Un contexte de violences structurelles
Dans les zones en conflit, telles que l’État de l’Unité, les femmes et les filles sont exposées de manière alarmante à des violences sexuelles, utilisées comme stratégie de guerre. L’ONU estime que 65 % d’entre elles ont subi des agressions sexuelles ou physiques, un chiffre très supérieur à la moyenne mondiale. Plusieurs rapports de l’ONU confirment que les viols collectifs et les enlèvements sont utilisés pour terroriser la population civile.
Un soutien institutionnel et humanitaire vital
Des organisations telles que l’UNFPA, l’ONU et des ONG locales comme Nonviolent Peaceforce oeuvrent à la création d’espaces sécurisés pour les survivantes, où elles reçoivent une aide médicale, psychosociale et juridique. À Bentiu, l’UNFPA a permis la prise en charge de milliers de victimes, en leur fournissant des formations pour générer des revenus et restaurer leur dignité.
Empowerment économique pour la résilience
Les survivantes sont encouragées à développer des activités artisanales (couture, fabrication de savon, bijoux), qui leur offrent une autonomie financière indispensable. Ces programmes améliorent non seulement leurs revenus, mais aussi leur stature sociale et leur capacité à se réapproprier leur récit .

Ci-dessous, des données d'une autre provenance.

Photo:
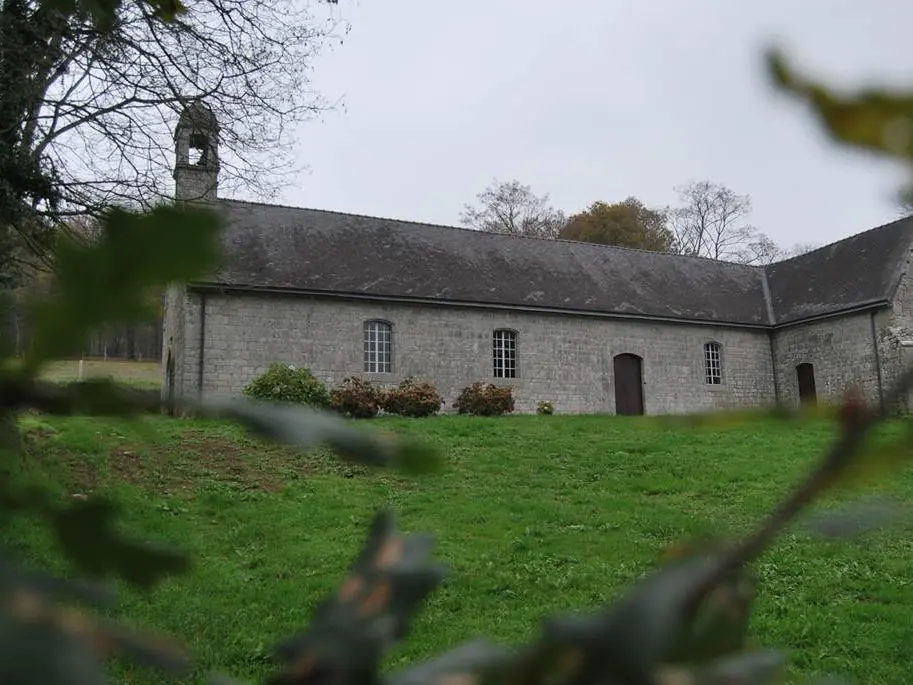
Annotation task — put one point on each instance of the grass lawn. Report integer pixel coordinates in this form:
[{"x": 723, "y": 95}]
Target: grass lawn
[
  {"x": 534, "y": 515},
  {"x": 138, "y": 374}
]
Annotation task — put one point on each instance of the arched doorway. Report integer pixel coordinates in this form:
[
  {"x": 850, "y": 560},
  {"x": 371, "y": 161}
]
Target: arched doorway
[
  {"x": 805, "y": 376},
  {"x": 629, "y": 385},
  {"x": 169, "y": 380}
]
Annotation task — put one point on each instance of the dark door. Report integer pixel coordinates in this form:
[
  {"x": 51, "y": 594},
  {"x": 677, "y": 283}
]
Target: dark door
[
  {"x": 169, "y": 376},
  {"x": 805, "y": 375},
  {"x": 629, "y": 386}
]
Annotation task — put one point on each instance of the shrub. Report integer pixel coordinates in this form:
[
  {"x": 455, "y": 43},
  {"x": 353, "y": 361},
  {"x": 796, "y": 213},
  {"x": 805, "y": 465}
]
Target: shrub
[
  {"x": 284, "y": 383},
  {"x": 356, "y": 398},
  {"x": 411, "y": 398},
  {"x": 485, "y": 400},
  {"x": 545, "y": 407}
]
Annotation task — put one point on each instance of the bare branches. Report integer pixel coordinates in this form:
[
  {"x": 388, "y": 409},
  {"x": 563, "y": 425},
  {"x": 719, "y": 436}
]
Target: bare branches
[
  {"x": 102, "y": 105},
  {"x": 512, "y": 208},
  {"x": 712, "y": 221}
]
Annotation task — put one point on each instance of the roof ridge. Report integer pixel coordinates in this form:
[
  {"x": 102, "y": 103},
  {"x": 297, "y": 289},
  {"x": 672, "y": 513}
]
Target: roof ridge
[
  {"x": 508, "y": 236},
  {"x": 846, "y": 238}
]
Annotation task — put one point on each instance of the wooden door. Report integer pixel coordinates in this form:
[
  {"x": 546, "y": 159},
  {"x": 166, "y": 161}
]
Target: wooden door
[
  {"x": 169, "y": 379},
  {"x": 629, "y": 385},
  {"x": 805, "y": 375}
]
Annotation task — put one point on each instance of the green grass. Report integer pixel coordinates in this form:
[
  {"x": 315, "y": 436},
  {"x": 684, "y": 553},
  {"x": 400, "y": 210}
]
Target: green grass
[
  {"x": 534, "y": 515},
  {"x": 137, "y": 374}
]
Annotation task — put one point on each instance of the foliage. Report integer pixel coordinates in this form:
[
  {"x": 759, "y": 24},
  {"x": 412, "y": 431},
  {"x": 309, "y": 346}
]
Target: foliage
[
  {"x": 356, "y": 398},
  {"x": 627, "y": 224},
  {"x": 875, "y": 119},
  {"x": 513, "y": 209},
  {"x": 545, "y": 408},
  {"x": 485, "y": 400},
  {"x": 285, "y": 383},
  {"x": 411, "y": 398},
  {"x": 90, "y": 92}
]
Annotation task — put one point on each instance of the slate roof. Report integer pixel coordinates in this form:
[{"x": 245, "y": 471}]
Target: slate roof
[
  {"x": 853, "y": 272},
  {"x": 293, "y": 249}
]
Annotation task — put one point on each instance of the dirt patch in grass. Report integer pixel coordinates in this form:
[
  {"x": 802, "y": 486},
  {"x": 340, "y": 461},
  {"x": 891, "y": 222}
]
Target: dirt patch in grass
[{"x": 227, "y": 460}]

Des modèles de transformation à Yambio
À Yambio, des groupes de femmes ont mis en place des cellules de protection communautaire. Une bénévole raconte : « Nous avons accueilli une fillette d’environ 7 ans agressée. Elle est traumatisée, mais les progrès sont là : elle commence à parler à nouveau ». Ces initiatives locales montrent que le soutien collectif et la sensibilisation peuvent réduire l’impunité et favoriser un climat de justice.
Des obstacles persistants
Malgré ces progrès, le chemin reste long. Les survivantes continuent de subir la stigmatisation, l’absence de tribunaux adéquats et un faible accès aux services de santé. La résolution 2106 du Conseil de sécurité de l’ONU rappelle pourtant la nécessité de responsabiliser les agresseurs et d’instaurer un système judiciaire solide pour prévenir les violences sexuelles dans les conflits.